EnterpriseOps-Gym:企業級環境下的狀態感知型智能體規劃與工具使用評估平台
EnterpriseOps-Gym: Environments and Evaluations for Stateful Agentic Planning and Tool Use in Enterprise Settings
March 13, 2026
作者: Shiva Krishna Reddy Malay, Shravan Nayak, Jishnu Sethumadhavan Nair, Sagar Davasam, Aman Tiwari, Sathwik Tejaswi Madhusudhan, Sridhar Krishna Nemala, Srinivas Sunkara, Sai Rajeswar
cs.AI
摘要
大型語言模型正從被動的資訊提供者轉變為面向複雜工作流程的主動型智慧體。
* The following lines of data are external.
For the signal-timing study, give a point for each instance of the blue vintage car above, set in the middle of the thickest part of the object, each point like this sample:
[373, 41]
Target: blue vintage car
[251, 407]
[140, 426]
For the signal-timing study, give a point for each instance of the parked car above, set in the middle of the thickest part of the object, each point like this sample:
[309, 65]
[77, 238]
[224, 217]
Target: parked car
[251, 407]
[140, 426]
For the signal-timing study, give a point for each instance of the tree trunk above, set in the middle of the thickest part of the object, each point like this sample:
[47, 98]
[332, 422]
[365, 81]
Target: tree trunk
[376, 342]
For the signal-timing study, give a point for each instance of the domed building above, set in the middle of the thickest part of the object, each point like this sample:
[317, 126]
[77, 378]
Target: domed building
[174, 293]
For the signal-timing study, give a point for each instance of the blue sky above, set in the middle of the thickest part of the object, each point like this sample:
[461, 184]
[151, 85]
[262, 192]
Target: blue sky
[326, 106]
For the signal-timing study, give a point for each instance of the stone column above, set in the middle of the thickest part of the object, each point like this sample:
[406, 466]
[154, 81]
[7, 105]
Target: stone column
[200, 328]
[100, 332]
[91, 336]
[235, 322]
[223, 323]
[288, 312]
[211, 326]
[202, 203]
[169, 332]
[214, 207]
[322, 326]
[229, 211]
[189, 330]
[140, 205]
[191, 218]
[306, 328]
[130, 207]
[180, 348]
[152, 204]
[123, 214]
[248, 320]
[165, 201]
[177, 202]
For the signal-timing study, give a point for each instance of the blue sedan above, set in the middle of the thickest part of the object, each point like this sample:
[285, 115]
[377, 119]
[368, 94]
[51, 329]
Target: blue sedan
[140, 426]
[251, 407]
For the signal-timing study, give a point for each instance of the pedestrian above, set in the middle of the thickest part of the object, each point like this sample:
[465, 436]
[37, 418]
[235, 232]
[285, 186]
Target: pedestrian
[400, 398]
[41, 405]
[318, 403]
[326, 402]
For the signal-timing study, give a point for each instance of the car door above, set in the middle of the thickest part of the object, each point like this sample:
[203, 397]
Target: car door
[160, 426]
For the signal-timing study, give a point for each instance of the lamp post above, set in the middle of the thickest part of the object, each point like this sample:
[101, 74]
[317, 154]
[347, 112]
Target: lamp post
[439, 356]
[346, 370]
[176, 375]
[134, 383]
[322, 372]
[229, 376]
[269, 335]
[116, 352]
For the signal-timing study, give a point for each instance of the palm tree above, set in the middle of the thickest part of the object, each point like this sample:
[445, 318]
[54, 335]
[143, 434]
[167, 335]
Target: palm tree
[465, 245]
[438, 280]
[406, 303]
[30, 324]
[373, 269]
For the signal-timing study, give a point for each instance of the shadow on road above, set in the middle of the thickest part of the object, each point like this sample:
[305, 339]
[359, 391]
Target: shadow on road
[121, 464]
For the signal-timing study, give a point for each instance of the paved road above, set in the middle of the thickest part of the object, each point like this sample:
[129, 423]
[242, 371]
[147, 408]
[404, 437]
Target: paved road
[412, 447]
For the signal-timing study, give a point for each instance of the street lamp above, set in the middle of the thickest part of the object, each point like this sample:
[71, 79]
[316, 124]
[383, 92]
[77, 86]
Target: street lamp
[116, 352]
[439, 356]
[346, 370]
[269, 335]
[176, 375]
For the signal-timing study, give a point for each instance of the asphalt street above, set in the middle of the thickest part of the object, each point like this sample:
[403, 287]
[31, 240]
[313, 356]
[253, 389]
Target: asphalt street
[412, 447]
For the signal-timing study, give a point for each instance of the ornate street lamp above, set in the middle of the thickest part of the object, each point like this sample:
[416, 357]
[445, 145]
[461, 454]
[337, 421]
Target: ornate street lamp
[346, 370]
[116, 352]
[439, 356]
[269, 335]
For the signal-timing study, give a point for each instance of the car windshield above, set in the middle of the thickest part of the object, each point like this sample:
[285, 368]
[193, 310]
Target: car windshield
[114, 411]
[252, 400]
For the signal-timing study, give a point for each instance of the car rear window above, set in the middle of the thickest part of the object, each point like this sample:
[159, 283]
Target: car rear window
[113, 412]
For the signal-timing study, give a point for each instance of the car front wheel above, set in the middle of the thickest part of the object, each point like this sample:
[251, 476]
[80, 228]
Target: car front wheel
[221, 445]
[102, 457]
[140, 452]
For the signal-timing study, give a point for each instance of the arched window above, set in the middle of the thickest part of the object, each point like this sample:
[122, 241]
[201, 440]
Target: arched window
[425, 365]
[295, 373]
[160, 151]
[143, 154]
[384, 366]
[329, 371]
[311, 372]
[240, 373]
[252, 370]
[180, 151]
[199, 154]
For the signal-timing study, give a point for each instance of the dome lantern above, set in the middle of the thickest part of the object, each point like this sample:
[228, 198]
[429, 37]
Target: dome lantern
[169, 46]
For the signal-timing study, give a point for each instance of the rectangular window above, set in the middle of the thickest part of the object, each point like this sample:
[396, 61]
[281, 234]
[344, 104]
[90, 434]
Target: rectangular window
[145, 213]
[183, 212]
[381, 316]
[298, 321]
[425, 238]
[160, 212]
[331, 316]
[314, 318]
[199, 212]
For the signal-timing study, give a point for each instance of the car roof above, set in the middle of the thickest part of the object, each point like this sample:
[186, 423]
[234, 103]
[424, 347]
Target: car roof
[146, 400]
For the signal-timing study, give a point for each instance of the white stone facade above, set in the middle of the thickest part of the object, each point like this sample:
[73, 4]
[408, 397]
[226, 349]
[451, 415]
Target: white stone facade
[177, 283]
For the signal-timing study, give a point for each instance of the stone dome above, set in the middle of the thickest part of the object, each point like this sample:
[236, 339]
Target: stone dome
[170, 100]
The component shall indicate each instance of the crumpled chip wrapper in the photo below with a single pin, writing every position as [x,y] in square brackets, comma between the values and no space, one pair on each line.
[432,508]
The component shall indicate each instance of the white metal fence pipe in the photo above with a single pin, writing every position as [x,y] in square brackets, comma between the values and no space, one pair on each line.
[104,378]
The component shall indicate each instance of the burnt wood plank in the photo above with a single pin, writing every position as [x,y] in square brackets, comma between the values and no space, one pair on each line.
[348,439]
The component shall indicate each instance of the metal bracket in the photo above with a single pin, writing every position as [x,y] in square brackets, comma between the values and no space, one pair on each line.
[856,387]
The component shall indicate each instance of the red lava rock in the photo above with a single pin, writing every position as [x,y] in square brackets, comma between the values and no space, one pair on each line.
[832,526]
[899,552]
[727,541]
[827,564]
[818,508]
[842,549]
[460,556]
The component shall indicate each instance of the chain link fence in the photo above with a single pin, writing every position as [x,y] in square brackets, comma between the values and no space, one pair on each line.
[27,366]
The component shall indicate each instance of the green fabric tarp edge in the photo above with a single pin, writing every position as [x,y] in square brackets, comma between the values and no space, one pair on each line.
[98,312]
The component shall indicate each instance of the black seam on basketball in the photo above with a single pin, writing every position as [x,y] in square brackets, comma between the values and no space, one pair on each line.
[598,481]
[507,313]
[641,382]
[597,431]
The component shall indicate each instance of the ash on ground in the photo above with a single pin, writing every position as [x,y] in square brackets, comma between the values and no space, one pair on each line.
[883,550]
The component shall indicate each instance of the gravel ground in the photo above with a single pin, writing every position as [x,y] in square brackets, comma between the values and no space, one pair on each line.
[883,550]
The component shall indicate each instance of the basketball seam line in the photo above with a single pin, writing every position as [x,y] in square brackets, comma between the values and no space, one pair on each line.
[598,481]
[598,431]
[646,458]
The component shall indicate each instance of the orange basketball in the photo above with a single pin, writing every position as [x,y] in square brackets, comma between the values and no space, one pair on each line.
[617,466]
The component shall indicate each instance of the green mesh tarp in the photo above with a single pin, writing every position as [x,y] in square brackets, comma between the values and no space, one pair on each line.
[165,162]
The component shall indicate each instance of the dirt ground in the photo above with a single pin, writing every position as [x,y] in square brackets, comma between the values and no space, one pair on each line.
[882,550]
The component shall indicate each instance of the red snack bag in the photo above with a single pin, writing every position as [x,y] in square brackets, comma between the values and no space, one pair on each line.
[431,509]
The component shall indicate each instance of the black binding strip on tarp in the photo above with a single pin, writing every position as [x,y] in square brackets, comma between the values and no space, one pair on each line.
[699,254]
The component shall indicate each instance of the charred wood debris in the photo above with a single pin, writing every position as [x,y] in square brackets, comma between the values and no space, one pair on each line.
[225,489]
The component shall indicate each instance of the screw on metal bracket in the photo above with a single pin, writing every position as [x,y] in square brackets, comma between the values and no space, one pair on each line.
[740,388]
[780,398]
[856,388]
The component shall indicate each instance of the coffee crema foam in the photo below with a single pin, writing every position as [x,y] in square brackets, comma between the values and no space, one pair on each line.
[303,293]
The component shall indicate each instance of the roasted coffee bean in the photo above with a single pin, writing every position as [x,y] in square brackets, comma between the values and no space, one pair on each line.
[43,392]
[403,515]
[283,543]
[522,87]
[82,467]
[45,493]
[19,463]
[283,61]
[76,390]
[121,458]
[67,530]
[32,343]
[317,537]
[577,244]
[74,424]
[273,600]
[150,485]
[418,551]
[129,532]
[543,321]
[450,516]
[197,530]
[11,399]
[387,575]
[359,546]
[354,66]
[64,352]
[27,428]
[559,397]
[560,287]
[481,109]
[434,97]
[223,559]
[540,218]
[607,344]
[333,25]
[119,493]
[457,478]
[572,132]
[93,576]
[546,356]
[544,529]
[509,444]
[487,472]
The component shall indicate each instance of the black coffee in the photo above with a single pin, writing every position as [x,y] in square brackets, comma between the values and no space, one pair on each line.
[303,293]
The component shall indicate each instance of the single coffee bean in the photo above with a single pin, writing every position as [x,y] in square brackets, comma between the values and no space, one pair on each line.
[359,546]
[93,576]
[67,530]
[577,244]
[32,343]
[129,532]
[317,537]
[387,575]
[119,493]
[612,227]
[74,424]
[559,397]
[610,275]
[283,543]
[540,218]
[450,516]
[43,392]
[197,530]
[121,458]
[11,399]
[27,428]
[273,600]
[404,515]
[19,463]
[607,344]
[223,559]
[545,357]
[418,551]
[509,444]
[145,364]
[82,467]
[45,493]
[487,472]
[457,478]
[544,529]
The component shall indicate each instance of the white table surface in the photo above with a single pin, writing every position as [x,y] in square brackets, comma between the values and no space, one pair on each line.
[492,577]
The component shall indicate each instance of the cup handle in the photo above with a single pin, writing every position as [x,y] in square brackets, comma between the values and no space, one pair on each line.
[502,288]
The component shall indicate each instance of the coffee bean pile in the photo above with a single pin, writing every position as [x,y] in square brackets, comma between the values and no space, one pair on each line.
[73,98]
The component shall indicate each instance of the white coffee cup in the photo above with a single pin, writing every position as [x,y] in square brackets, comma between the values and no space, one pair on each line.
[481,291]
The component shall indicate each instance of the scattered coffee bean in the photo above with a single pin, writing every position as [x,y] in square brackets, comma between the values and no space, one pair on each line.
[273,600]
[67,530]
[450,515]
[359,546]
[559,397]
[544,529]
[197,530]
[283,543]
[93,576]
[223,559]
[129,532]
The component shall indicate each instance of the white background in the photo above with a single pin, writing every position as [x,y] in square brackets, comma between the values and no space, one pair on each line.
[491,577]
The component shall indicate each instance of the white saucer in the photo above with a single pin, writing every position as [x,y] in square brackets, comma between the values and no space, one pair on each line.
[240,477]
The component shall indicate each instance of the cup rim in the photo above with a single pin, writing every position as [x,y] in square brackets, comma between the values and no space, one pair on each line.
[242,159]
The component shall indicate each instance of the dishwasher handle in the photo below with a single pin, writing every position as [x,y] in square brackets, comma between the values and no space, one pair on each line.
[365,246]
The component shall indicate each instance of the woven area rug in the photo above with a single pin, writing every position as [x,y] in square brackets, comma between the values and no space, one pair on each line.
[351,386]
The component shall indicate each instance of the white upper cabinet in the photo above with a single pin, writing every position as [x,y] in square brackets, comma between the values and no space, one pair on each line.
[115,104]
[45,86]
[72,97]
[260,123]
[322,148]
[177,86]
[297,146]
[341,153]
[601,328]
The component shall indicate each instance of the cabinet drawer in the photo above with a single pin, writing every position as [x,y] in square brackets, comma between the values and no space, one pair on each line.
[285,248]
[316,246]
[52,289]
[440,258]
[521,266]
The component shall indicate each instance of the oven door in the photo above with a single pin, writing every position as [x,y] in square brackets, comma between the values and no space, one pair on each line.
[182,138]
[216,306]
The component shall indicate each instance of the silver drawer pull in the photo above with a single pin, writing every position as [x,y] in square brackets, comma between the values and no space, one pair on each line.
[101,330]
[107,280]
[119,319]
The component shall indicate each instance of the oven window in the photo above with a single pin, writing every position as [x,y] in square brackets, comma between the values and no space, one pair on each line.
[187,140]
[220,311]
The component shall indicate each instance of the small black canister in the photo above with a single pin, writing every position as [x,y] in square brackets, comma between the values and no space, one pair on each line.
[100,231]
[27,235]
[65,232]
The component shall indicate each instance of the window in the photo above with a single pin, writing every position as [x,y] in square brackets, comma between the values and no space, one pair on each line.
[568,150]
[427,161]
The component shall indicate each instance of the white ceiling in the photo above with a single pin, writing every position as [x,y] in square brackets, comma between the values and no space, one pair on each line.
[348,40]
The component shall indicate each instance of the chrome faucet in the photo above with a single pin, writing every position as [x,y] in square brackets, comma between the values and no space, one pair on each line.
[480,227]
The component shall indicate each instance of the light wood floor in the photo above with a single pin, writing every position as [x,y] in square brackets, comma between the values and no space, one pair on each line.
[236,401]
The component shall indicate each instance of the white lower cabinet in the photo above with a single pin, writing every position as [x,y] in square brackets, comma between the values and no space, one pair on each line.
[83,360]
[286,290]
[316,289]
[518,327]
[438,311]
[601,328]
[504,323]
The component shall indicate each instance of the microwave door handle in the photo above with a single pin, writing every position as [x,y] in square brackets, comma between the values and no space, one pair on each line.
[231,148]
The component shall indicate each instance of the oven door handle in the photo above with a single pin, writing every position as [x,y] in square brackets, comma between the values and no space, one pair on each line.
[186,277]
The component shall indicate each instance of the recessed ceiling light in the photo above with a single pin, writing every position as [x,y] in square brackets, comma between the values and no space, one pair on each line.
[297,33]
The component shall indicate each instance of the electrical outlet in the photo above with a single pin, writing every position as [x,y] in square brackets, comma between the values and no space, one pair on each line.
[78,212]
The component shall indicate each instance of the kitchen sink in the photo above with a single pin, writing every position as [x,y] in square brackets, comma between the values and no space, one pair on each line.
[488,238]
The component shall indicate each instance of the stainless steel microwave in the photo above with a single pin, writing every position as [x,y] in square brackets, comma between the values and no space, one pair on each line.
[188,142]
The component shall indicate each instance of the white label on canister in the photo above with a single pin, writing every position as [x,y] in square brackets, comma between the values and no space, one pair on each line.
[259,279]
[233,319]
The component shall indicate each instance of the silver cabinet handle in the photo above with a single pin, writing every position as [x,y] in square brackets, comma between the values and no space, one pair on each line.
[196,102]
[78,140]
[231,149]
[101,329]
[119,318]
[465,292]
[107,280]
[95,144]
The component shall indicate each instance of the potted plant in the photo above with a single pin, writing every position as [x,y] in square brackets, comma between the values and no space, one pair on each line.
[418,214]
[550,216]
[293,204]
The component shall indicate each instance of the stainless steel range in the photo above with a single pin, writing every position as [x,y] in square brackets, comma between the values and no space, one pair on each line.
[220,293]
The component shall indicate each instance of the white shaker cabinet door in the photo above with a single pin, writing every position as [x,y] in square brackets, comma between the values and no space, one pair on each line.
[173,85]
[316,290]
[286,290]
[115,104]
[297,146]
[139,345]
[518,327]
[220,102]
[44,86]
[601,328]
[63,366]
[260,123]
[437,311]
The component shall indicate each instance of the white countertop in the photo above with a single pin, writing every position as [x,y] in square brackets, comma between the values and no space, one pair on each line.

然而,企業要將其部署為可靠AI工作者的進程,卻因現有基準測試無法捕捉專業環境的複雜性而受阻——特別是需要在持續狀態變更與嚴格存取協議下進行長程規劃的特性。本研究提出EnterpriseOps-Gym基準測試,專為評估真實企業場景中的智慧體規劃能力而設計。該框架採用容器化沙箱環境,包含164張資料表與512種功能工具,以模擬現實中的搜尋摩擦。在此環境中,我們透過涵蓋客戶服務、人力資源、資訊科技等八大關鍵業務領域的1,150項專家策劃任務,對智慧體進行評估。對14個前沿模型的測試揭示出關鍵侷限:表現最佳的Claude Opus 4.5成功率僅達37.4%。進一步分析顯示,提供預設人類規劃方案可將效能提升14-35個百分點,證實策略推理是主要瓶頸。此外,智慧體經常無法拒絕不可行任務(最佳模型僅達53.9%成功率),導致非預期且可能有害的副作用。研究結果表明,現有智慧體尚未具備自主部署於企業環境的成熟度。更廣泛而言,EnterpriseOps-Gym為提升專業工作流程中智慧體規劃的穩健性提供了具體測試平台。
English
Large language models are shifting from passive information providers to active agents intended for complex workflows. However, their deployment as reliable AI workers in enterprise is stalled by benchmarks that fail to capture the intricacies of professional environments, specifically, the need for long-horizon planning amidst persistent state changes and strict access protocols. In this work, we introduce EnterpriseOps-Gym, a benchmark designed to evaluate agentic planning in realistic enterprise settings. Specifically, EnterpriseOps-Gym features a containerized sandbox with 164 database tables and 512 functional tools to mimic real-world search friction. Within this environment, agents are evaluated on 1,150 expert-curated tasks across eight mission-critical verticals (including Customer Service, HR, and IT). Our evaluation of 14 frontier models reveals critical limitations in state-of-the-art models: the top-performing Claude Opus 4.5 achieves only 37.4% success. Further analysis shows that providing oracle human plans improves performance by 14-35 percentage points, pinpointing strategic reasoning as the primary bottleneck. Additionally, agents frequently fail to refuse infeasible tasks (best model achieves 53.9%), leading to unintended and potentially harmful side effects. Our findings underscore that current agents are not yet ready for autonomous enterprise deployment. More broadly, EnterpriseOps-Gym provides a concrete testbed to advance the robustness of agentic planning in professional workflows.